Wednesday, June 5, 2013

Background & Newspapermap - Pt. 1

Newspapermap

The fun begins

I started logging information for newspapers in Oregon. At present, I log classify 25 newspapers in 8 minutes (roughly 188 per hour). The most time-consuming part is copying the link from the balloon that pops up when I click on a newspaper's location. I'm thinking about better ways of doing this, but at present, I should be able to finish most of the west coast in a week or so. The east coast will take longer, as there are more newspapers and they're more densely packed - hence more zooming necessary. I'm still trying to think of an effective way of MTurking this.

Statistical Background on Gun Violence

So far

At this stage of the project, I have been focused on ascertaining what information about gun violence was previously collected by the CDC and other government agencies, and how these statistics are gathered.

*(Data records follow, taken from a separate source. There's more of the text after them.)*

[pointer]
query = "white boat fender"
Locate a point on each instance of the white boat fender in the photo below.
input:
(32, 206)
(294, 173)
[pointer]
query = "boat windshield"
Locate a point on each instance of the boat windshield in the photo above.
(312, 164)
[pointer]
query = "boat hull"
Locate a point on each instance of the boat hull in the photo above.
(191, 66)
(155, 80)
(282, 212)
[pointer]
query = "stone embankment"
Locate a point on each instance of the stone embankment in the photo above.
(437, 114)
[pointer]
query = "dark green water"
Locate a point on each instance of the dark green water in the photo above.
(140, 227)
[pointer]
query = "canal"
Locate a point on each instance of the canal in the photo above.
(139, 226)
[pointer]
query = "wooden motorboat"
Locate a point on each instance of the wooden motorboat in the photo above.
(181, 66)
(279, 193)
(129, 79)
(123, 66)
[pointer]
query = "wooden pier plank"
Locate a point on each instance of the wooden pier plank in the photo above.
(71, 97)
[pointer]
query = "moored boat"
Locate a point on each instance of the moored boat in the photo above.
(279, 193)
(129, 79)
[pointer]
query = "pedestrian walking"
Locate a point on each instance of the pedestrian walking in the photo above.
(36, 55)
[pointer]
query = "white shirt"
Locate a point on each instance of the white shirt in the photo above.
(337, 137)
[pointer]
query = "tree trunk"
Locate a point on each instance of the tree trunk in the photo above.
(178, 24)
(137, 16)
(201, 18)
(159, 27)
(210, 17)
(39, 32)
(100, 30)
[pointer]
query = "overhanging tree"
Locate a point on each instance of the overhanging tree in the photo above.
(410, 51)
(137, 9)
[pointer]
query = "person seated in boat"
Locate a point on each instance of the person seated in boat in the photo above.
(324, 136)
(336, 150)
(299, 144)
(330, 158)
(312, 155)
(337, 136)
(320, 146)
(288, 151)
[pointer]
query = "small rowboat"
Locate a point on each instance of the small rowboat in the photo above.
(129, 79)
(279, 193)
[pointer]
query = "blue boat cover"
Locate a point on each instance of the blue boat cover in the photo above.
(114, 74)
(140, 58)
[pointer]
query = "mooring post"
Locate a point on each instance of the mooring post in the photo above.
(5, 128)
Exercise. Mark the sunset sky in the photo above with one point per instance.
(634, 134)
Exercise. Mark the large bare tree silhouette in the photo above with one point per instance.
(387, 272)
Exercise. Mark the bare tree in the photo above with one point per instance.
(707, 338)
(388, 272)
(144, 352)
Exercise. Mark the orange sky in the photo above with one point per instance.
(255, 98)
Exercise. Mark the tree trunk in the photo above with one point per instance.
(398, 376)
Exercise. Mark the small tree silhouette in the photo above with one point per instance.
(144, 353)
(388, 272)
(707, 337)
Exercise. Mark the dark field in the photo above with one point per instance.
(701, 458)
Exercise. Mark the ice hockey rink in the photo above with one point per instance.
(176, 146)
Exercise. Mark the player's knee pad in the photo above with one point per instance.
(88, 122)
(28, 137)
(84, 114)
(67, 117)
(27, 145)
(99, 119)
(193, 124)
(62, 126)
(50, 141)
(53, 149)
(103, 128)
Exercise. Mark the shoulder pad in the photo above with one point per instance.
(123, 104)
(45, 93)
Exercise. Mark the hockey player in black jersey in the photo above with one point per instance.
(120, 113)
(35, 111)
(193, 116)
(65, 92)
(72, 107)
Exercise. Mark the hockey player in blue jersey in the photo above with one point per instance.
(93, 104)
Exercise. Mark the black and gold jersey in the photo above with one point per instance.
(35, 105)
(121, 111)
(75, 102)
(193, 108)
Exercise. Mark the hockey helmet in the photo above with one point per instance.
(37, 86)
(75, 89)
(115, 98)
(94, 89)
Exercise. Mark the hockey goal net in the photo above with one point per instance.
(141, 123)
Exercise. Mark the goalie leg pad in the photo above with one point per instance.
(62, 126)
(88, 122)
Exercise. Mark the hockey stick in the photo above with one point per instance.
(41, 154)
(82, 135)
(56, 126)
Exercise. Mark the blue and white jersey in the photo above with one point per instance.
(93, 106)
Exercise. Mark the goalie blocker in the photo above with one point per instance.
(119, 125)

What the CDC used to collect

I found a report from pre-1997 which focuses on injuries and deaths related to firearms. Additionally, I found a a table in a more general report from 2001 which lists causes of death by "mechanism" - "firearms" is one of the categories. Additionally, this report illustrates some of the "circumstances" of firearm injuries - eg. whether they occur at work, or due to "interpersonal violence". The report also includes this handy graphic:

Handy graphic from the CDC's Surveillance for Fatal and Nonfatal Firearm-Related Injuries --- United States, 1993--1998, (Gotsch et al.)

While this report does speak to how firearms are used, it doesn't really say anything about the demographics of the people involved in these types of incidents. Additionally, I have found no information for any year more recent than 1998.

How they get the data

It turns out, the CDC and the Consumer Product Safety Commission team up to gather data from something called NEISS - the "National Electronic Injury Surveillance System", which is database of information from various hospitals around the country. To give an idea of the sample sizes, the 2001 report above included data from 100 hospitals. NEISS can ostensibly be queried from its website, but when I tried, there was a recurring javascript error.

The Bureau of Justice Statistics also uses data from NEISS to inform its reports. They also run their own program called Firearm Inquiry Statistics (FIST) Program which has information from 1994 - 2005 which includes "[d]ata ... collected directly from state agencies conducting background checks and from local checking agencies and [including] the number of firearm applications made to the agency, firearm applications rejected by the agency, and the reasons for rejection". (Example summary information from the 2005 report: only 1.6% of firearm applications were denied in 2005 - 46% because the requester had a previous felony conviction).

Next Steps

The next steps for me will

1 comment:

  1. You might want to check the FBI website as well, for example:
    http://www.fbi.gov/about-us/cjis/ucr/crime-in-the-u.s/2010/crime-in-the-u.s.-2010/offenses-known-to-law-enforcement

    And I stumbled upon a Wikipedia page that has lots of references. It looks like a lot of them are news articles, but some may be datasets too:
    http://en.wikipedia.org/wiki/Gun_violence_in_the_United_States

    Nice job on the newspapers/hour rate!